The participants were given appointments to the Human Movement Sciences Research Centre (CIMOHU) for all testing. Upon arrival, each participant read and signed the informed consent. Secondly, they were weighted and measured for height. Third, they were asked to lie down on the DXA bed and they were scanned to analyse the percentages of lean mass and fat mass. Then, the pulse oximeter was placed in the index finger for 10 seconds to measure HR before the 6MWT. After this, the participants performed the 6MWT. All the participants were instructed to walk in a self-pace, without running. Once the time was over, a mark was placed to identify exactly where everyone finished and to measure the distance with the odometer. Immediately, a post-6MWT HR was measured.
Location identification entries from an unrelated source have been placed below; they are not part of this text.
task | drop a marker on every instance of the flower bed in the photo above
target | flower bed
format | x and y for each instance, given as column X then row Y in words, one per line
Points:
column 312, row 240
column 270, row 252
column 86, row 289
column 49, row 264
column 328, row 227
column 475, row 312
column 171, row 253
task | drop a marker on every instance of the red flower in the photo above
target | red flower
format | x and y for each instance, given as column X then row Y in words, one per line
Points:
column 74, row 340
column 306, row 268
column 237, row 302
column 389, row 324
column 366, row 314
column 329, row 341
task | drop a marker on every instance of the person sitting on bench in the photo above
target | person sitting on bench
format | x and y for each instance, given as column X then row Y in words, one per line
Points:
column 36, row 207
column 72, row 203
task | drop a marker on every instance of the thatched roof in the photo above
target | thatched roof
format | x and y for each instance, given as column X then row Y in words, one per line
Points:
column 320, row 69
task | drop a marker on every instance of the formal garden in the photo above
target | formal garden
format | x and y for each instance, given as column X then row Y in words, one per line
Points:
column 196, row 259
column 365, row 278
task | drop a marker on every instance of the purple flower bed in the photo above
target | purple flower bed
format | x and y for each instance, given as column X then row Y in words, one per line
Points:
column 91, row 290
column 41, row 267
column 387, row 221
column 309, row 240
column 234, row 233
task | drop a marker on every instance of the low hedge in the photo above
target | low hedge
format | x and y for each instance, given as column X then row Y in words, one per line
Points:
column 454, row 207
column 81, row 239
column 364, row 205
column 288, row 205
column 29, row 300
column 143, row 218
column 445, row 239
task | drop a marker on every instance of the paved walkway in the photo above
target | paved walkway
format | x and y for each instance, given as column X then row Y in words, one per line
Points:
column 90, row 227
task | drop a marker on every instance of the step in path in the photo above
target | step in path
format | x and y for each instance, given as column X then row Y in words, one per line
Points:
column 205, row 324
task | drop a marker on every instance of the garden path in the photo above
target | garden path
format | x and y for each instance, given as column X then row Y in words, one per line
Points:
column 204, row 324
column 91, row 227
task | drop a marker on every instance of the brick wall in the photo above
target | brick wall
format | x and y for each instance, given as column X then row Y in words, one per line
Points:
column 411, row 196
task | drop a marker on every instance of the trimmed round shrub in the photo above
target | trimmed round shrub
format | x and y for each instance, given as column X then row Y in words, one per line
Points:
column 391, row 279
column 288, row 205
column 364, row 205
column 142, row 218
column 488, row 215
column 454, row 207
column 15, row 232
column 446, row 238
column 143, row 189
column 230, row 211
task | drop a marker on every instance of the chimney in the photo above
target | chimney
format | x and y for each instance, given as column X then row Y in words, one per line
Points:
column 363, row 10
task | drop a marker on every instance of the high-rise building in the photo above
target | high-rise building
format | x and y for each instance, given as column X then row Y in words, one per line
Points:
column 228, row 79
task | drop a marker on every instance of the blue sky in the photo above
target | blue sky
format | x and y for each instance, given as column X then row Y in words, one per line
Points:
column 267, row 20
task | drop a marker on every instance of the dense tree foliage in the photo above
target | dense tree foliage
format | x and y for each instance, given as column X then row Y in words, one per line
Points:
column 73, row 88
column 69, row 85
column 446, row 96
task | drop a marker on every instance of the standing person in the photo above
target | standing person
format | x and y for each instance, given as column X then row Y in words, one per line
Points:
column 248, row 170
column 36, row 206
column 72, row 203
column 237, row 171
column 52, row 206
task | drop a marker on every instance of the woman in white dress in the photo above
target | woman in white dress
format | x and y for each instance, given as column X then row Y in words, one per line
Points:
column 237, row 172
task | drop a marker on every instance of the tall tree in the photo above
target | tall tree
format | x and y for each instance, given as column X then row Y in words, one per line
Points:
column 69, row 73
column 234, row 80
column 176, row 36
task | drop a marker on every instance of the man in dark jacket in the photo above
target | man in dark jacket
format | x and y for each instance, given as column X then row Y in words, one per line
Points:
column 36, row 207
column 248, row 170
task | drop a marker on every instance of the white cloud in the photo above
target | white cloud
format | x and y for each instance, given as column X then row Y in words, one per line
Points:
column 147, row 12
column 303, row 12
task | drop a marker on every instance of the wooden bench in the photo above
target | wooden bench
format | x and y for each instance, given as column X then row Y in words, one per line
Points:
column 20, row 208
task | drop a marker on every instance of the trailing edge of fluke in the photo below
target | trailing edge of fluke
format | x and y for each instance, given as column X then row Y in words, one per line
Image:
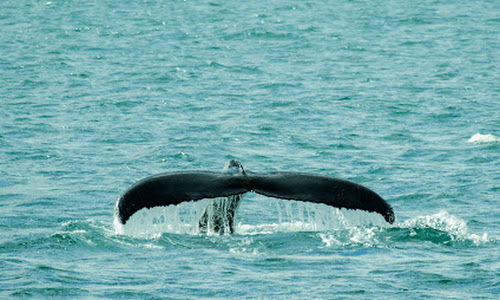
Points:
column 172, row 188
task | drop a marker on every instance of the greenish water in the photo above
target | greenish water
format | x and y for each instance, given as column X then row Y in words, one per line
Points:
column 400, row 96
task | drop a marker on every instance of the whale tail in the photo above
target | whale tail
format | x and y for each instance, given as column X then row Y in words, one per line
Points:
column 229, row 186
column 220, row 215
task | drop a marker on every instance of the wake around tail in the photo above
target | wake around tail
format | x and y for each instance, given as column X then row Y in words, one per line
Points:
column 173, row 188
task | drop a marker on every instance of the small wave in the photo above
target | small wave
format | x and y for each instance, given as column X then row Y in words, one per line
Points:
column 445, row 225
column 479, row 138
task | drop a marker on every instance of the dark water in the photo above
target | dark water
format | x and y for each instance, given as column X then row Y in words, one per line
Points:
column 400, row 96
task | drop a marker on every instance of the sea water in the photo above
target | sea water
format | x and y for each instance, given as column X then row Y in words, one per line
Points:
column 399, row 96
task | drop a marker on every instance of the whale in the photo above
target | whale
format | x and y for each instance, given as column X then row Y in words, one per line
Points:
column 228, row 187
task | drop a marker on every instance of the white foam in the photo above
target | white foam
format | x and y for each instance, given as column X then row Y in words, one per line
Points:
column 285, row 216
column 479, row 138
column 443, row 221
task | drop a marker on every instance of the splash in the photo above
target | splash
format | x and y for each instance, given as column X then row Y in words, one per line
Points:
column 183, row 218
column 282, row 216
column 453, row 228
column 483, row 138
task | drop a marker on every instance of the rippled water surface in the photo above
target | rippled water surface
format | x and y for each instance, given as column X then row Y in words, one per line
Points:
column 400, row 96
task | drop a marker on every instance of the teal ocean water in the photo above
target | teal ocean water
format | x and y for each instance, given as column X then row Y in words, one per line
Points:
column 400, row 96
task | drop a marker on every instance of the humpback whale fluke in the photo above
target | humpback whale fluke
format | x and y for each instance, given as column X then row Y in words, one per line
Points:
column 172, row 188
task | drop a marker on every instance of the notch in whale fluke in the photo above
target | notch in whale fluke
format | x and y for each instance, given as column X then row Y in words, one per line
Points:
column 172, row 188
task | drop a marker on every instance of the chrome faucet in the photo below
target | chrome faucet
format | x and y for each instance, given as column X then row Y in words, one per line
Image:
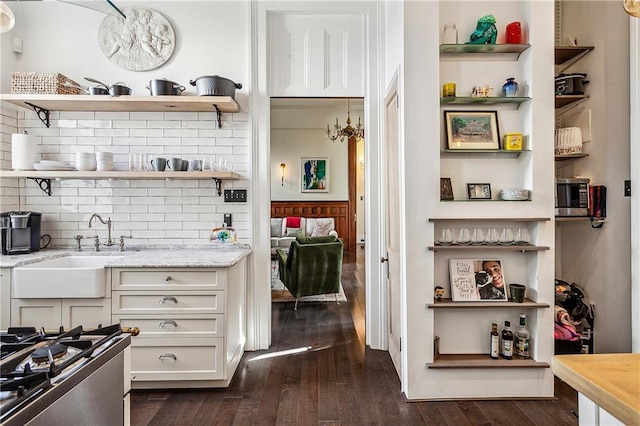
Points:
column 108, row 223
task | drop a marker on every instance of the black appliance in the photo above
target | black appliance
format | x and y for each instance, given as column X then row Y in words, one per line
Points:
column 61, row 376
column 572, row 197
column 20, row 232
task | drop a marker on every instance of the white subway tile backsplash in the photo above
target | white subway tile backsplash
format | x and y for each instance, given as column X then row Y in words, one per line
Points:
column 172, row 211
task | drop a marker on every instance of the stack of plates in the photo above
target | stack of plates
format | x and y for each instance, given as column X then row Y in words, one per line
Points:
column 50, row 165
column 104, row 161
column 514, row 194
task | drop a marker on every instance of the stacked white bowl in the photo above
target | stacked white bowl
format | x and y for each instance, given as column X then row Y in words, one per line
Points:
column 105, row 161
column 85, row 161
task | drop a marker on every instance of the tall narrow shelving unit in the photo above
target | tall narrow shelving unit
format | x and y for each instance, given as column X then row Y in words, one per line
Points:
column 456, row 364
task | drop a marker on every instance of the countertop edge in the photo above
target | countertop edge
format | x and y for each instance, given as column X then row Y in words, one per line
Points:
column 600, row 395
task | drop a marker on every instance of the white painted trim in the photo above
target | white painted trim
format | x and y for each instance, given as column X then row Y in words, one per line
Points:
column 259, row 321
column 634, row 142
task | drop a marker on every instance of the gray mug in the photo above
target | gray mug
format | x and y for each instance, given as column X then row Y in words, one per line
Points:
column 195, row 165
column 159, row 164
column 175, row 164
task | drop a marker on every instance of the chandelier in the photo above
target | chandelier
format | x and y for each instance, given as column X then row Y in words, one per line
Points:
column 348, row 131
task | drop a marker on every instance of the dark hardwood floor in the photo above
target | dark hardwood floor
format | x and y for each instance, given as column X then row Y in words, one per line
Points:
column 337, row 381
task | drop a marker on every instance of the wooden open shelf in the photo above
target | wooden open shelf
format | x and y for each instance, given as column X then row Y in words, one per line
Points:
column 482, row 361
column 119, row 175
column 448, row 304
column 505, row 247
column 490, row 219
column 124, row 103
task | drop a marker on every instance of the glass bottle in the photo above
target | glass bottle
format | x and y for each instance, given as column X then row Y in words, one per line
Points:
column 510, row 88
column 450, row 34
column 495, row 342
column 522, row 338
column 507, row 341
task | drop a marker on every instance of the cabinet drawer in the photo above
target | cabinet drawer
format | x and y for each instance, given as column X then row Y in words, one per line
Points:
column 168, row 279
column 174, row 325
column 164, row 302
column 172, row 359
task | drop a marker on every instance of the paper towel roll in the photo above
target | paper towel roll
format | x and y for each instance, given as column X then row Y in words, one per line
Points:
column 23, row 151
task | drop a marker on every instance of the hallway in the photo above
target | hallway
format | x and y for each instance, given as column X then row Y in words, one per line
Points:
column 335, row 380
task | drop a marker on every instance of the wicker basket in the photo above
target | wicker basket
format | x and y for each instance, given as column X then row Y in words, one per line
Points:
column 42, row 83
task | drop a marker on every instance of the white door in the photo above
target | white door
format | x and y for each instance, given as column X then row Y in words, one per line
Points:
column 392, row 221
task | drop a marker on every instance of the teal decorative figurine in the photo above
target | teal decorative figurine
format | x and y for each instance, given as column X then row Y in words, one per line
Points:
column 486, row 31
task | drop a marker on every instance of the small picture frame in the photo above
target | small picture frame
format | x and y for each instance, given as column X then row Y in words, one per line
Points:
column 471, row 130
column 474, row 280
column 446, row 190
column 479, row 191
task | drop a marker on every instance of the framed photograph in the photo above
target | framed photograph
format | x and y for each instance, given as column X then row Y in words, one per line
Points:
column 472, row 129
column 479, row 191
column 315, row 174
column 446, row 190
column 475, row 280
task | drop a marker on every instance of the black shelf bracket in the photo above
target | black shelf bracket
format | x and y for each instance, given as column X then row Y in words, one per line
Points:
column 218, row 182
column 219, row 115
column 43, row 114
column 44, row 184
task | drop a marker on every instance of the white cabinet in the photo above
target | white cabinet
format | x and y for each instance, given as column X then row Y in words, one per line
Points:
column 191, row 321
column 5, row 298
column 316, row 55
column 53, row 313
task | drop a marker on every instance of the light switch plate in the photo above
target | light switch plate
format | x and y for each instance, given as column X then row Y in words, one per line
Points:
column 235, row 195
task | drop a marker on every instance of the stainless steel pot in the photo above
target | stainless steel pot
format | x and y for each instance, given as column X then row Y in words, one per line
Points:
column 119, row 89
column 213, row 85
column 161, row 87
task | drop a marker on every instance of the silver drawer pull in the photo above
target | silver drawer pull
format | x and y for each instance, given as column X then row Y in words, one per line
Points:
column 167, row 357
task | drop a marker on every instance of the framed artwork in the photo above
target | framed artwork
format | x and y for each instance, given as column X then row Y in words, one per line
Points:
column 472, row 129
column 446, row 190
column 315, row 174
column 475, row 280
column 479, row 191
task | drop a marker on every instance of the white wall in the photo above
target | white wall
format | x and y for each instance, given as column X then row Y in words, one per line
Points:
column 599, row 259
column 298, row 132
column 212, row 38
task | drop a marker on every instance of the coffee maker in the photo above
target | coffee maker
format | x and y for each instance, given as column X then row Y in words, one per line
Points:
column 20, row 232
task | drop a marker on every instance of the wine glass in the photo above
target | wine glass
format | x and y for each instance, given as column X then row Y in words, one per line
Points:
column 477, row 236
column 445, row 237
column 493, row 236
column 464, row 236
column 522, row 236
column 506, row 237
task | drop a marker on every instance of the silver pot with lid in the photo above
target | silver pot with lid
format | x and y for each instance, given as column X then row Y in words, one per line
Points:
column 214, row 85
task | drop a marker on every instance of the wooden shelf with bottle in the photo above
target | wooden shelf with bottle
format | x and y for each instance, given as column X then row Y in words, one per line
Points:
column 482, row 361
column 449, row 304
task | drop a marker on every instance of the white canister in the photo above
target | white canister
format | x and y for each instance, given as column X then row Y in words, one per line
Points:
column 23, row 151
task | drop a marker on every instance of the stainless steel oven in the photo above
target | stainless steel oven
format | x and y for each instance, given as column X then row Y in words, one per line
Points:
column 572, row 197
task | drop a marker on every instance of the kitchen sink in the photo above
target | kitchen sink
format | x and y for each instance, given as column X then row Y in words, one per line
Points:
column 62, row 277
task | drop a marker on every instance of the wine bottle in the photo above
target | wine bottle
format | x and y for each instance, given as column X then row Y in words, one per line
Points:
column 507, row 341
column 495, row 342
column 522, row 338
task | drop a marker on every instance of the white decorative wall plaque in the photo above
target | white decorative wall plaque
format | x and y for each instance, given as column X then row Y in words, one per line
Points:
column 143, row 41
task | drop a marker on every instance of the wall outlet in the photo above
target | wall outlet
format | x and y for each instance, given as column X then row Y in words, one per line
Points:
column 235, row 195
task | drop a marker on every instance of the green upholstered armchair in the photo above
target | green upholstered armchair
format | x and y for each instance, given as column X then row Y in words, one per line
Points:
column 312, row 266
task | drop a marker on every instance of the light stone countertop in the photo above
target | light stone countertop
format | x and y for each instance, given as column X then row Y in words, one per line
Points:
column 144, row 257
Following a 10-minute recovery period from the 6MWT, participants were prepared to perform the VO2peak treadmill test. Laying down and relaxed, 12 electrodes were placed on the subject’s chest, so a physician could monitor the heart’s electrical activity during the test. Participants wore an exhaled air collection mask properly attached to the metabolic cart. Everyone was instructed about the modified Balke protocol, and the test was finished when at least two of the following criteria were met: 1) the participant’s request to stop the test; 2) the VO2 was unchanged in spite of an increase in workload; 3) the respiratory exchange ratio was higher than or equal to 1.1; 4) the HR was higher than 100% of the participant’s age-predicted maximal HR [19].

Statistical Analysis

The statistical packages used to analyse data were the IBM-SPSS version 23 (IBM Corporation, Armonk, NY) and the MedCalc, version 16.8 (Ostend, Belgium). The statistical significance was established a priori in p<0.05. Descriptive statistics mean and standard deviation (M±DE) are reported for all variables. With continuous data, a prediction model of aerobic power using a multiple linear regression analysis was made in which the criteria variable or dependent (Ŷ) was VO2peak. The model studied was Ŷ=a+b1(X1)+b2(X2)+bn(Xn)±standard error of the estimate, in which Ŷ is the dependent variable and X represents every predictive variable that enters in the model. The predictor or independent variables (Xn) were: 1) body height; 2) body weight; 3) ΔHR; 4) body fat%; 5) lean body mass; and 6) BMI. Predictive variables were continuous and they were included in the regression model using the “stepwise” method. The regression assumptions of normality, homoscedasticity, and linearity were also studied [24].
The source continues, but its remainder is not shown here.